Anyway, I have this underwater camera that I bought a few summers ago when I was shooting kids in pools a few times a week because nothing else was happening at the Rork Yaily Decord. I was buying a lot of disposable underwater cameras at $14 bucks a pop in order to show a different perspective of this predictable boring thing, kids in public pools, I mean, so I got this reusable one, and anyway, I had the camera, a bathing suit and a towel with me this evening.
I knew the stuff I had shot was fine, solid, so-so lighting conditions, and the kids were having fun, which was nice. The Olympic Athlete was- well, he was a mouth breather, which makes for weird photos, and also...? I think he may have been... high...? Because he was sort of... vague...? And he ended a lot of sentences by trailing off in a kind of... questioning way...?
I’m just sayin.’
That aside, I knew this story would really stand stand out if I would just put on my bathing suit and get underwater shots of them diving over and swimming above me, etc. Also, the Olympic Athlete didn’t have any body fat, so he kind of sank (but not enough to prevent him from breaking a world record, mind you.) I saw this portrait in the National Portrait Gallery in London of a world-class swimmer with no body fat standing on the bottom of a pool with his arms crossed. It was amazing, and I have always wanted to opportunity to shoot something like that myself.

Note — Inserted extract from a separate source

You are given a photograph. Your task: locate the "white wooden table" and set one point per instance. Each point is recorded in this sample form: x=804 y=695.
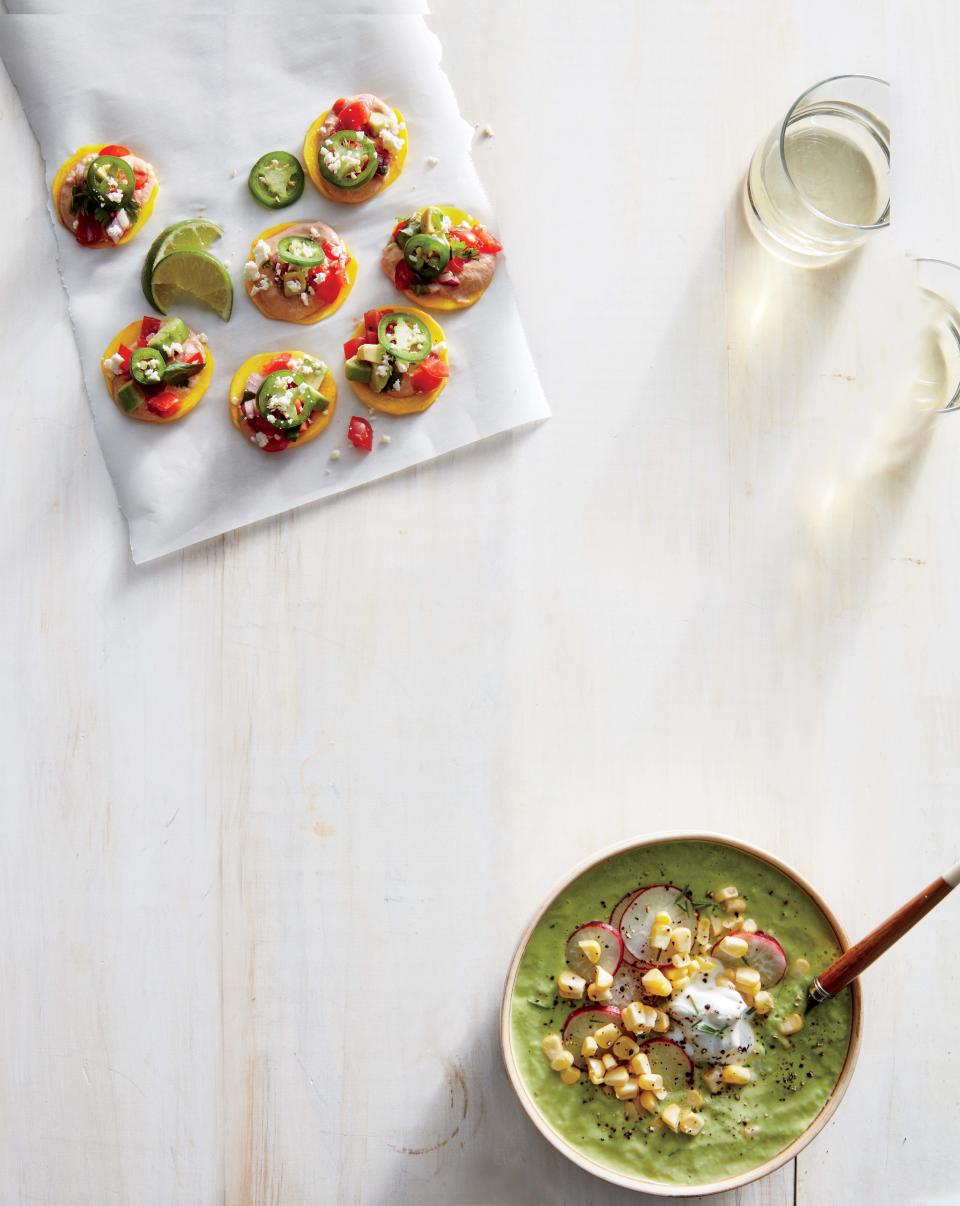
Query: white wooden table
x=275 y=809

Okay, so I swore I would never let fear of something not life-threatening prevent me from making a better photograph, and well, that includes putting on a bathing suit and getting in a pool with an Olympic Athlete who has like, 3% body fat, and 50 kids who turn out to be elite world class swimmers, none of whom have been to college, some of whom have yet to hit puberty.
Ah, college and puberty, the genesis’ (geneses? genesi?) of curves. But I did it. I cracked a few jokes at my own expense, asking them not to dive on top of me because someone would have to haul the unconscious fat girl out of the pool. They laughed in an “Oh, Stop! (aside:) “Jeez, can you believe she actually said it?!?!” kind of way. I told them about the last time I used the underwater camera while white-water rafting, where I ended up flailing about the freezing cold Lehigh River screaming, “Get me out! Get me out! Get me in! Get me in!” with the underwater camera strapped to my wrist. They laughed harder. They were nice, though; they really were.
And it went well. My editors loved it. Oh, and Olympic Athlete knew how to blow bubble rings underwater, like smoke rings, you know? And THAT, in addition to the hits on google that discussed rumors of his brief suspension from the Olympic team for marijuana use, explains a lot. :)
(P.S. Oh, and H? I told him about our plan to compete on the Olympic level for Misplacing Things and Procrastinating. :) He laughed. I asked if he wore a cowboy hat in the opening ceremonies, but he didn’t march, because his event was first thing the next morning.)